Jeannine Han

I am an artist living and working in New York where you’ll often find me in the studio exploring materiality through sculpture and
films. My interest lies in the happenstance of daily life, where alternate realities emerge from lived experiences. Maintaining a diaristic practice to annotate interiors thoughts on modern technology, materiality, and image-based aesthetics of the human form, transitions into non-linear narratives for scripts and
storyboards. These become the reference point for traversing different scenes and spaces where visual idioms can connect to wider sensorial spectrums. I often leverage creating characters
to simulate experiences that offer multiple perspectives of the world, a common character is the avatar who brings artificial intelligence in mirroring the human emotional tenor. Ultimately, to further explore the idea of shared selves that may give insights of the ‘elusive other’. This allows me to approach a succession of works to materialize the many incarnations and pathways where sensory signals are overtly heightened through the terrain of moving images, text, sound and touch. I find that in art making, it has the ability to increase a spirited tension from the ‘real world’ and in that function, replaces the connection from reality to other imaginative fields.

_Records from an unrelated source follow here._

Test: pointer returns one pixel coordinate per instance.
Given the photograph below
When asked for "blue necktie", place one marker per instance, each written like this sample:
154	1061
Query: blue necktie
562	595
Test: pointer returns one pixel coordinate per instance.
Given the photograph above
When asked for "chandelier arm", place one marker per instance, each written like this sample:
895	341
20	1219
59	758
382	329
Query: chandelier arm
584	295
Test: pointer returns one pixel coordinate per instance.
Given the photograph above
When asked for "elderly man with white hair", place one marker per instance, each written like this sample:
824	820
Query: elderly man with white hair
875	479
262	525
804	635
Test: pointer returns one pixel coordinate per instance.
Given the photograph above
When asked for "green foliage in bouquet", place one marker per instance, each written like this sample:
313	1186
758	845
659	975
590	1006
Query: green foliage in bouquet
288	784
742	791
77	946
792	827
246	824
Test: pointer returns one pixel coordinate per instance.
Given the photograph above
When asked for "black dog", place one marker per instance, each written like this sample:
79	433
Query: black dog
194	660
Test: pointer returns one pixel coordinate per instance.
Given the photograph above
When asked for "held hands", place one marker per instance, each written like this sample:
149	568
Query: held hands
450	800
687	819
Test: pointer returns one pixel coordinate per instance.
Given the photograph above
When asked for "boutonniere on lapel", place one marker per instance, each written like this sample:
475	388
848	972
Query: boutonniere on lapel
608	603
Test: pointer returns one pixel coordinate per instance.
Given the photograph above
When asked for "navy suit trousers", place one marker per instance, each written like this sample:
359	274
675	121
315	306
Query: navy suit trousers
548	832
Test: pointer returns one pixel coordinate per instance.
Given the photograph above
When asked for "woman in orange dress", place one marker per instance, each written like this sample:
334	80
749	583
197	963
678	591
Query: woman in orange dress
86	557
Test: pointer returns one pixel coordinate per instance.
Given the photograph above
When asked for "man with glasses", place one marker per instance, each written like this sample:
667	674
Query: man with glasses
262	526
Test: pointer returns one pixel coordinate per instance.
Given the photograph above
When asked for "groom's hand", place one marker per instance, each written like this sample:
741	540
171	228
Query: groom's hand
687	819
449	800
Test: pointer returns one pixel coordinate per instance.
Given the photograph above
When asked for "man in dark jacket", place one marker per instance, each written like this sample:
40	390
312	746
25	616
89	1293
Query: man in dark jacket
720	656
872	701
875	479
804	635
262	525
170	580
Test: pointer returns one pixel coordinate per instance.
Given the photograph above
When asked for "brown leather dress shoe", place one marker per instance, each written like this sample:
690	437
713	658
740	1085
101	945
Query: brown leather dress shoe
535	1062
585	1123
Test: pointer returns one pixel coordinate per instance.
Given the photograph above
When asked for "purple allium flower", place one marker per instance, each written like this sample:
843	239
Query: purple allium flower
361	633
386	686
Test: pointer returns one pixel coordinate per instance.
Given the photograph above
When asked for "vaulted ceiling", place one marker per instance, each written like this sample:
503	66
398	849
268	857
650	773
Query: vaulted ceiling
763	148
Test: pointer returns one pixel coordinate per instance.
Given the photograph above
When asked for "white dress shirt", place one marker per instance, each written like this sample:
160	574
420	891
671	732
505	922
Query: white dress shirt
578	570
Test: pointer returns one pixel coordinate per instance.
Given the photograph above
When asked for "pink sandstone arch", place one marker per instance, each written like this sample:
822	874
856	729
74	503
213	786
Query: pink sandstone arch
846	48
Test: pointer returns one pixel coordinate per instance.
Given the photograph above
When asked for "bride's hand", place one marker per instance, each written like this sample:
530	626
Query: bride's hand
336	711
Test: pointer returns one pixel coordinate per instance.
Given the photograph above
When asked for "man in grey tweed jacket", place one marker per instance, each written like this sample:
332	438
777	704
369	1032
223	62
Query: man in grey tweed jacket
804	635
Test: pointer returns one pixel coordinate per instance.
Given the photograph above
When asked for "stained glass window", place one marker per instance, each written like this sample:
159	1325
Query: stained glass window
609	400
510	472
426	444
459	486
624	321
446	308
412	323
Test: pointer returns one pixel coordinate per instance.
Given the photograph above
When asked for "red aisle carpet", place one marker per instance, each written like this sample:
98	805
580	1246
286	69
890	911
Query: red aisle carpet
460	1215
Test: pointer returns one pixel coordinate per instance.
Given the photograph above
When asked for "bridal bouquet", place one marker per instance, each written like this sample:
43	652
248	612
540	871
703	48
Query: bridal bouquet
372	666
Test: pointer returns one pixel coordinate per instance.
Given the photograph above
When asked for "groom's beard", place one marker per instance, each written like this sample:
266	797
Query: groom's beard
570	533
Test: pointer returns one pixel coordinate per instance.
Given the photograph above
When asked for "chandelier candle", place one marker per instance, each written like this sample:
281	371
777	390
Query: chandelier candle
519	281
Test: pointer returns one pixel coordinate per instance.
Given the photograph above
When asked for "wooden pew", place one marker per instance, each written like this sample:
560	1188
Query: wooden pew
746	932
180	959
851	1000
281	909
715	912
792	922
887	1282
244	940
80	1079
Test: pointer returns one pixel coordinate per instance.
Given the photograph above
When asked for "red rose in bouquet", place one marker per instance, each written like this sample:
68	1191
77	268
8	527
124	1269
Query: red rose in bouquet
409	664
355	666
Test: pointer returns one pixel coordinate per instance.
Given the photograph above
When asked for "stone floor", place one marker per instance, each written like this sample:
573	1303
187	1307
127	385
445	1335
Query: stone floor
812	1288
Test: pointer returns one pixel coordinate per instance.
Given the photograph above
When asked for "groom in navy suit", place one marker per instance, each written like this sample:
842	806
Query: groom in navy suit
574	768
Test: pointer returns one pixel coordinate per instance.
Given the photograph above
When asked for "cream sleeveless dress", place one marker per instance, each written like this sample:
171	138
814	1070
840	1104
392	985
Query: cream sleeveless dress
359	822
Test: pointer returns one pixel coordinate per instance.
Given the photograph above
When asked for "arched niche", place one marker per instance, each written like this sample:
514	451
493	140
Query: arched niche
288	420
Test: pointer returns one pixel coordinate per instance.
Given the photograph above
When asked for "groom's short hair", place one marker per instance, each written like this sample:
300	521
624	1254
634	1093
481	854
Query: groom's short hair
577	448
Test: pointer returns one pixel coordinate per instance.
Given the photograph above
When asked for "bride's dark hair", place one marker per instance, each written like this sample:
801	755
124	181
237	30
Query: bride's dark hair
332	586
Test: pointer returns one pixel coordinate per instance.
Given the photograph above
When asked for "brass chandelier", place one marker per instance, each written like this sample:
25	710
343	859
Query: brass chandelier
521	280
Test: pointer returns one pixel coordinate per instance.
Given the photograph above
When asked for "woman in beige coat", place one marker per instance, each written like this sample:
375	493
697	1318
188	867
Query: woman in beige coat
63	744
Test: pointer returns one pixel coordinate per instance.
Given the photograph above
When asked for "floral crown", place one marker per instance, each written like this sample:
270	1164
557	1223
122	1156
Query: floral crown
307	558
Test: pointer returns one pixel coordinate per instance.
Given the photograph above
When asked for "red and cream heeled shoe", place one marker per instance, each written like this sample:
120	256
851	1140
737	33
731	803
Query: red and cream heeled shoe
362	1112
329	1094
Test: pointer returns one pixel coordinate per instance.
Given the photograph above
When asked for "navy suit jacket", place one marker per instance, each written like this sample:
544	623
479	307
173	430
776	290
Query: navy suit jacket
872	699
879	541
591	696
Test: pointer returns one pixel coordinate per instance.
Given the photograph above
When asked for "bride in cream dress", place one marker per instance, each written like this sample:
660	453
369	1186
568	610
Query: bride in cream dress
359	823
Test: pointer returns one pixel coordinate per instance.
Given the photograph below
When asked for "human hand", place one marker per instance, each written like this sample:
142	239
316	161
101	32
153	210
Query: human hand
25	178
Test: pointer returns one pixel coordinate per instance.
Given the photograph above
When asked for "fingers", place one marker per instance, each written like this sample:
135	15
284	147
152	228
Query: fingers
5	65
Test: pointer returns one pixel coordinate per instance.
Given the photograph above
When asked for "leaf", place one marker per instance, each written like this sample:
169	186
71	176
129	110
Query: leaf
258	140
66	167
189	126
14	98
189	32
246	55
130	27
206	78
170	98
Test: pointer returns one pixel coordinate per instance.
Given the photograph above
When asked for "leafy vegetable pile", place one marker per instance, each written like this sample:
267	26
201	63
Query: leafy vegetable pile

Alongside my studio practice, I am a dedicated teacher in art and design. Currently I’m teaching at several different academic institutions; FIT NY, Parsons, The New School and Pratt Institute
in various disciplines and technologies. In addition, to my teaching practice, I have undertaken social projects in Kampala Uganda, creating a solar textile material capable of distilling water for disastrous relief. Most recently, I’ve worked on a project centered to human dignity in collaboration with Parsons,
and UNFPA where the aim is to provide accessible women’s reproductive health wearable products in areas where governments
have marginalized or completely ignored women’s issues. Being able to contribute in immediate social problems is an important
aspect to why I teach. This has also transcended in my the art-making process where I’ve been able to work on ethnographic research that involves ethical ecosystems for textile production as a way to direct empathy of contemporary concerns in the
applied arts. Fieldwork for this topic has included research in Peru and Indonesia to create an experimental anthropological film
on traditional textiles. The concept was to document the physical patterns and traditions in textile where an entire landscape of objects are created that both reference and provide a
counterpoint to their origin. I’m interested in how multiple expressions can root themselves in the same pattern/textile, and the technological instrument (backstrap loom and jacquard looms) can become the catalyst for expressing the human body/form. This has been an on-going research of study, to discover and annotate the system of meanings through the film and a collection of textiles from my love of traveling.